Jakarta, CNN Indonesia --
Jabatan Kepala Staf Teritorial (Kaster) TNI kembali aktif usai sempat dihapus pada 2001 silam.
Dalam keputusan mutasi baru-baru ini, Panglima TNI Jenderal Agus Subiyanto menunjuk Letjen Bambang Trisnohadi menjadi Kaster TNI.
Bambang sebelumnya menjabat sebagai Panglima Komando Gabungan Wilayah Pertahanan (Pangkogabwilhan) III.
ADVERTISEMENT
SCROLL TO CONTINUE WITH CONTENT
Melihat ke belakang, jabatan Kaster TNI pernah dihapuskan pada 2001, tepatnya di masa Presiden ke-4 RI Abdurrahman Wahid atau Gus Dur.
Jabatan tersebut dihapus karena Kaster TNI Letnan Jenderal Agus Widjojo direncanakan dilantik menjadi Wakil Ketua MPR dari fraksi TNI/Polri.
Agus menjabat di posisi itu sejak 1999 hingga 2001. Sementara pada periode 1998-1999 jabatan itu diisi Letnan Jenderal Susilo Bambang Yudhono (SBY).
Sebelum menjadi Kaster TNI, jabatan itu bernama Kepala Staf Sosial Politik (Kasospol). SBY pernah menjabat pada periode 1998.
Lalu, setelah jabatan Kaster dihapus, fungsi teritorial di tingkat Markas Besar TNI dijalankan melalui struktur Asisten Teritorial (Aster) Panglima TNI.
Merujuk Perpres tentang susunan organisasi TNI, Staf Teritorial TNI bertugas membantu Panglima menyelenggarakan fungsi staf di bidang kegiatan dan pemberdayaan wilayah pertahanan guna mewujudkan daya tangkal dan daya dukung wilayah dalam rangka mendukung tugas pokok TNI.
Staf Teritorial TNI dipimpin oleh Asisten Teritorial Panglima yang berkedudukan di bawah dan bertanggung jawab kepada Panglima. Asisten Teritorial Panglima dibantu oleh Wakil Asisten Teritorial Panglima.

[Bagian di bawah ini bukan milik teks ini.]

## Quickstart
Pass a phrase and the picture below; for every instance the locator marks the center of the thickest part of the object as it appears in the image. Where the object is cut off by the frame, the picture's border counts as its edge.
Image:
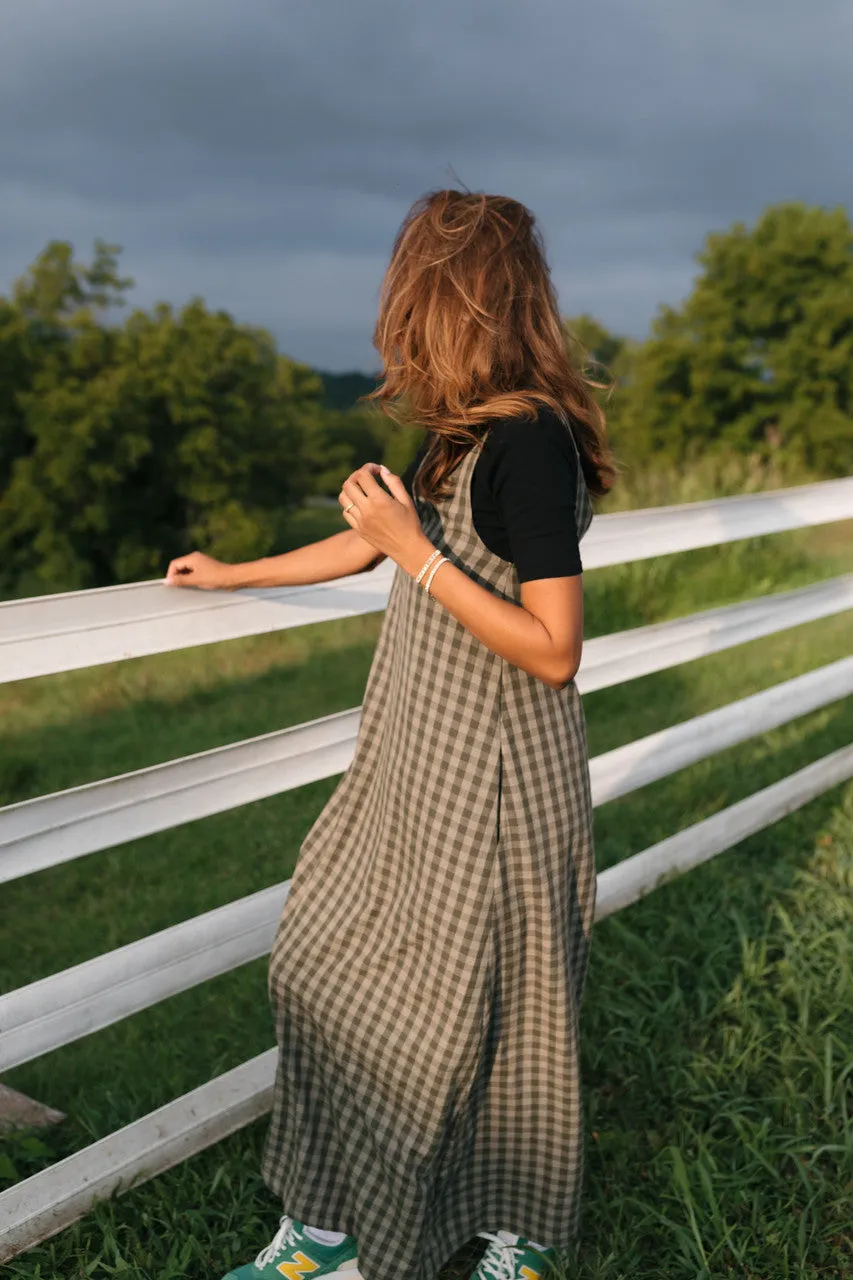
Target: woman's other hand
(200, 570)
(388, 521)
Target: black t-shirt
(523, 496)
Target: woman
(428, 970)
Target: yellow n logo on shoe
(299, 1266)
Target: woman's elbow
(562, 672)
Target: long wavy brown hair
(469, 330)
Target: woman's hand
(388, 521)
(200, 570)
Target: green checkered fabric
(429, 965)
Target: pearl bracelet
(437, 552)
(438, 563)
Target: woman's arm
(543, 635)
(318, 562)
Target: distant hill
(342, 391)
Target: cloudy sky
(263, 152)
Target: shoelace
(284, 1237)
(500, 1258)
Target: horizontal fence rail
(56, 1197)
(49, 634)
(46, 1203)
(56, 828)
(81, 629)
(65, 1006)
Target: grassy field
(719, 1016)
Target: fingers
(396, 488)
(179, 570)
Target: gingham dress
(430, 959)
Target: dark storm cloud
(263, 154)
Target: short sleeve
(534, 485)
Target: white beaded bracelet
(437, 552)
(438, 563)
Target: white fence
(62, 632)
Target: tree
(760, 356)
(126, 446)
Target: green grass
(717, 1024)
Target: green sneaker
(293, 1255)
(509, 1257)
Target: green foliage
(717, 1025)
(122, 447)
(760, 356)
(126, 444)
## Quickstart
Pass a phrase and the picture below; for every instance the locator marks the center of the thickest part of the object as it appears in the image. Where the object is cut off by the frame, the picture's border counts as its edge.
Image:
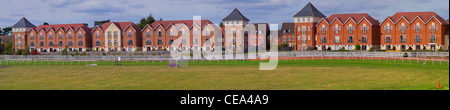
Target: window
(109, 35)
(148, 42)
(402, 38)
(402, 30)
(336, 39)
(324, 39)
(417, 39)
(80, 43)
(60, 36)
(433, 38)
(160, 42)
(170, 41)
(97, 43)
(70, 36)
(350, 39)
(303, 31)
(97, 35)
(80, 36)
(130, 42)
(303, 39)
(417, 28)
(196, 41)
(50, 43)
(364, 39)
(129, 34)
(387, 39)
(147, 34)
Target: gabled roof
(23, 23)
(309, 10)
(65, 27)
(189, 23)
(235, 15)
(357, 17)
(288, 26)
(121, 25)
(410, 16)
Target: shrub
(83, 53)
(357, 47)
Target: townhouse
(54, 38)
(238, 33)
(117, 36)
(287, 35)
(305, 27)
(160, 35)
(19, 31)
(414, 31)
(344, 31)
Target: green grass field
(224, 75)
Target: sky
(258, 11)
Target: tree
(26, 51)
(96, 23)
(7, 30)
(145, 21)
(221, 24)
(357, 47)
(9, 50)
(64, 51)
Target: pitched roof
(120, 25)
(64, 27)
(357, 17)
(410, 16)
(235, 15)
(23, 23)
(309, 10)
(189, 23)
(288, 27)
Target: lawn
(224, 75)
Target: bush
(76, 52)
(65, 51)
(357, 47)
(83, 53)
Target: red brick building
(413, 31)
(287, 35)
(161, 34)
(19, 31)
(344, 31)
(54, 38)
(305, 27)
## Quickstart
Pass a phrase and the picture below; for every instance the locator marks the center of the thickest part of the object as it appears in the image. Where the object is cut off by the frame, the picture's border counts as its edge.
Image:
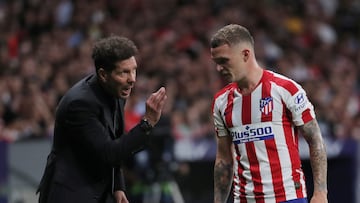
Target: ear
(102, 74)
(246, 54)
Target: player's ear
(246, 54)
(102, 74)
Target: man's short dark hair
(110, 50)
(231, 34)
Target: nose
(219, 68)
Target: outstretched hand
(319, 197)
(154, 106)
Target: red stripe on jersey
(251, 153)
(271, 149)
(287, 84)
(293, 149)
(306, 116)
(242, 179)
(229, 108)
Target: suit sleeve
(93, 135)
(119, 182)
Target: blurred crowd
(45, 47)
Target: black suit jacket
(85, 162)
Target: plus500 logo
(252, 132)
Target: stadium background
(45, 47)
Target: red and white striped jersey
(267, 166)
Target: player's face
(121, 80)
(228, 61)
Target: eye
(221, 61)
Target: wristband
(145, 125)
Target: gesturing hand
(154, 106)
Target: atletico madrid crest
(266, 105)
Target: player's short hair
(231, 34)
(108, 51)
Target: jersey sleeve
(301, 109)
(220, 128)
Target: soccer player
(258, 117)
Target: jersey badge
(266, 105)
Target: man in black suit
(84, 165)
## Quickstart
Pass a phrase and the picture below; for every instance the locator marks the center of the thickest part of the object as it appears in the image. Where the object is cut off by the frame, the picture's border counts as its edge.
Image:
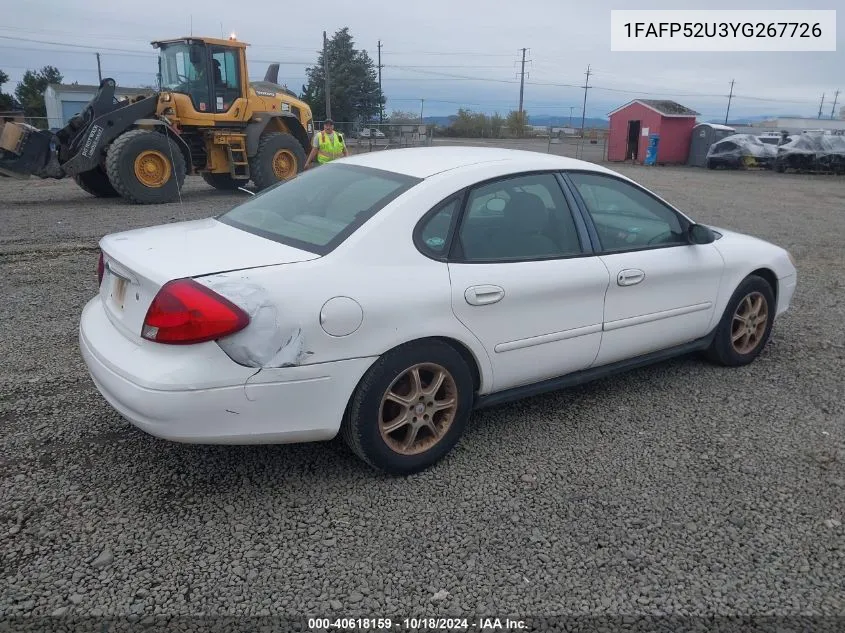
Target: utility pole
(584, 110)
(521, 82)
(522, 91)
(380, 93)
(326, 72)
(730, 97)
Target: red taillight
(185, 311)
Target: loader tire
(279, 157)
(96, 182)
(145, 167)
(224, 182)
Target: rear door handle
(484, 295)
(630, 277)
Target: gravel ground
(681, 489)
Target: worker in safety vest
(327, 145)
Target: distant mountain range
(554, 121)
(753, 119)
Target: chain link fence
(371, 137)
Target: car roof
(422, 162)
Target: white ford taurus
(387, 295)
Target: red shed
(633, 123)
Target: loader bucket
(24, 150)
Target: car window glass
(626, 217)
(518, 218)
(435, 232)
(318, 209)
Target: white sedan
(387, 295)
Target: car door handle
(484, 295)
(630, 277)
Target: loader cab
(208, 71)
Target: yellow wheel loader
(207, 118)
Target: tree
(517, 122)
(354, 82)
(30, 90)
(496, 125)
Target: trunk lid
(139, 262)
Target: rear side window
(320, 208)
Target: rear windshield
(321, 207)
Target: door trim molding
(594, 373)
(656, 316)
(548, 338)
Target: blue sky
(450, 54)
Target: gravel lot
(680, 489)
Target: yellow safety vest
(330, 147)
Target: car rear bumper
(197, 394)
(786, 290)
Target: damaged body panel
(812, 152)
(267, 341)
(740, 151)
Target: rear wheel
(96, 182)
(145, 167)
(411, 408)
(279, 157)
(224, 182)
(746, 324)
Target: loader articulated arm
(77, 147)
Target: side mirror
(700, 234)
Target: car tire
(746, 324)
(432, 428)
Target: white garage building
(63, 101)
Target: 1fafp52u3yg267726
(387, 295)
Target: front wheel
(145, 167)
(279, 157)
(410, 408)
(746, 324)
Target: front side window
(319, 208)
(184, 69)
(625, 217)
(518, 218)
(224, 69)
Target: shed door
(702, 138)
(71, 108)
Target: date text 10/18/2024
(411, 624)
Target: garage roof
(663, 107)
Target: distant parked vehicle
(812, 152)
(740, 151)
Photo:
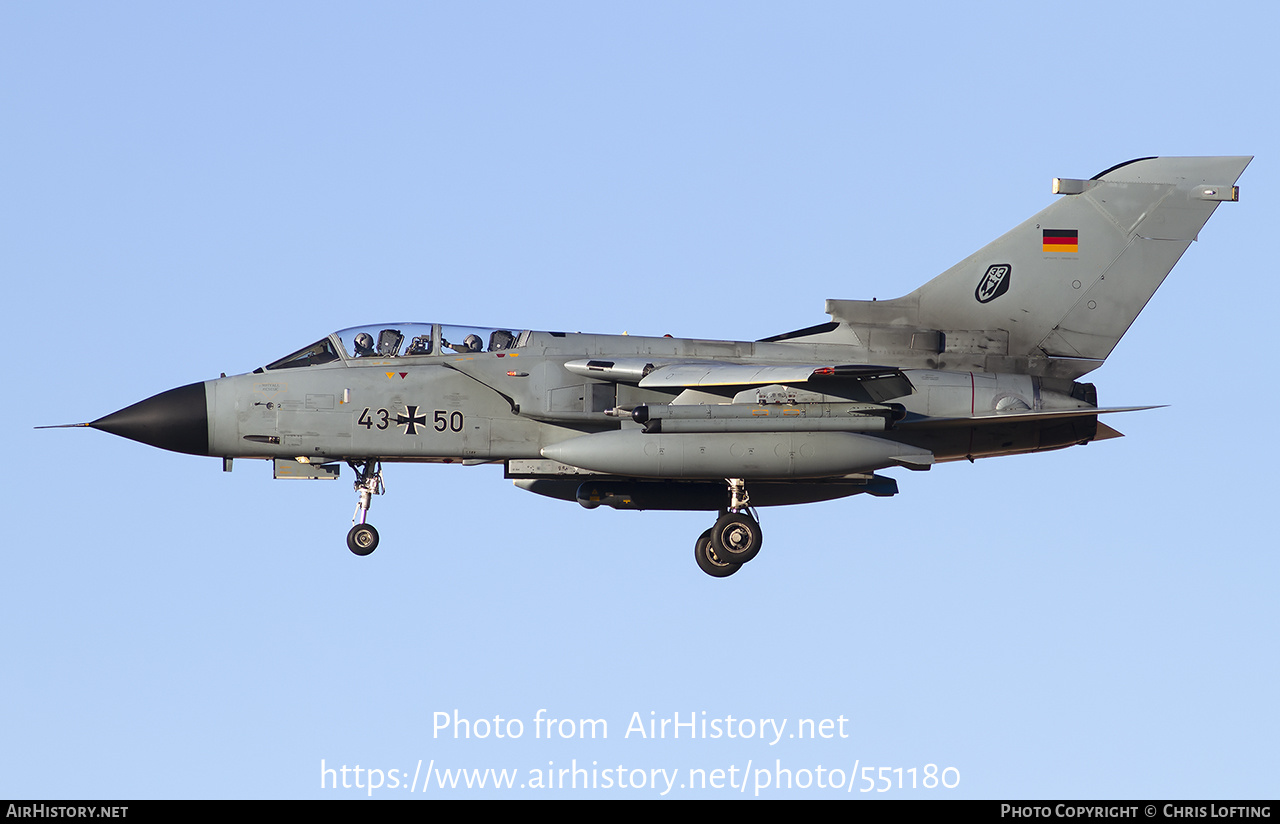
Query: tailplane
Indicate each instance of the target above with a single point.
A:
(1056, 293)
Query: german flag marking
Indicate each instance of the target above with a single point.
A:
(1061, 241)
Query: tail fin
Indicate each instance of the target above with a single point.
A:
(1069, 282)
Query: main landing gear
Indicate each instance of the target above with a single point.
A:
(362, 538)
(734, 540)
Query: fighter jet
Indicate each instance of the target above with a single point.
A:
(981, 361)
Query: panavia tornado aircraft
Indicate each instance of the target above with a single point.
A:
(981, 361)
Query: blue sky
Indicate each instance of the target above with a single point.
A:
(196, 190)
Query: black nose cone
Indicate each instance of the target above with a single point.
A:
(176, 420)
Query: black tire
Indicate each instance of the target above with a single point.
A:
(708, 561)
(362, 539)
(736, 538)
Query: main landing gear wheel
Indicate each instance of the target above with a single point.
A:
(736, 538)
(362, 539)
(708, 561)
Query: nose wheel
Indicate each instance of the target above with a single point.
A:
(362, 538)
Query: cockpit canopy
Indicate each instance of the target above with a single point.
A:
(400, 340)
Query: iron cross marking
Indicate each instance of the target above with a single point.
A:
(411, 420)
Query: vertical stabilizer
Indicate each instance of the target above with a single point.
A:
(1069, 282)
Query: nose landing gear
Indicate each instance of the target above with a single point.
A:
(362, 538)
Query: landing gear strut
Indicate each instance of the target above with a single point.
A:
(734, 540)
(362, 538)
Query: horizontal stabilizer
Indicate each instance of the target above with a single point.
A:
(983, 420)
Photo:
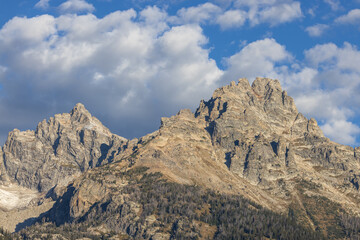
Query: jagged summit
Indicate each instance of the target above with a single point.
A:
(247, 140)
(58, 150)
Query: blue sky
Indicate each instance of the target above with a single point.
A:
(132, 62)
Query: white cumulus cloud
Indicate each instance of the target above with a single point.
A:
(352, 17)
(76, 6)
(232, 18)
(316, 30)
(129, 68)
(43, 4)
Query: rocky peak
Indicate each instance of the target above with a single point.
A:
(80, 114)
(60, 149)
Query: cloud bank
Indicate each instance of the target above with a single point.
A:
(130, 68)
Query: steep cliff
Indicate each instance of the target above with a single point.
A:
(58, 150)
(247, 143)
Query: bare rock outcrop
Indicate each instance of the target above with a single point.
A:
(58, 150)
(247, 140)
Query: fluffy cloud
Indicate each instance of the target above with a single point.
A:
(199, 14)
(334, 4)
(128, 68)
(75, 6)
(273, 12)
(316, 30)
(43, 4)
(258, 58)
(352, 17)
(232, 18)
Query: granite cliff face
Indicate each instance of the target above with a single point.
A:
(247, 140)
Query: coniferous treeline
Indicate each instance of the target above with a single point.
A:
(180, 211)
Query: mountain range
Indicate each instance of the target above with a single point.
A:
(245, 165)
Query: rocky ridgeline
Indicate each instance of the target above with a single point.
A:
(57, 151)
(247, 140)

Kini, dengan diaktifkannya kembali jabatan Kaster TNI, struktur organisasi di bidang teritorial turut mengalami penyesuaian. Jabatan Asisten Teritorial (Aster) TNI yang sebelumnya ada mengalami validasi organisasi.
Mayjen Suhardi yang sebelumnya menduduki Aster TNI dimutasi menjadi Wakil Kaster TNI.
CNNIndonesia.com telah menghubungi Kepala Pusat Penerangan (Kapuspen) TNI Brigjen Aulia Dwi Nasrullah terkait alasan dihidupkannya lagi jabatan Kaster TNI. Namun, yang bersangkutan belum merespons hingga berita ini ditulis.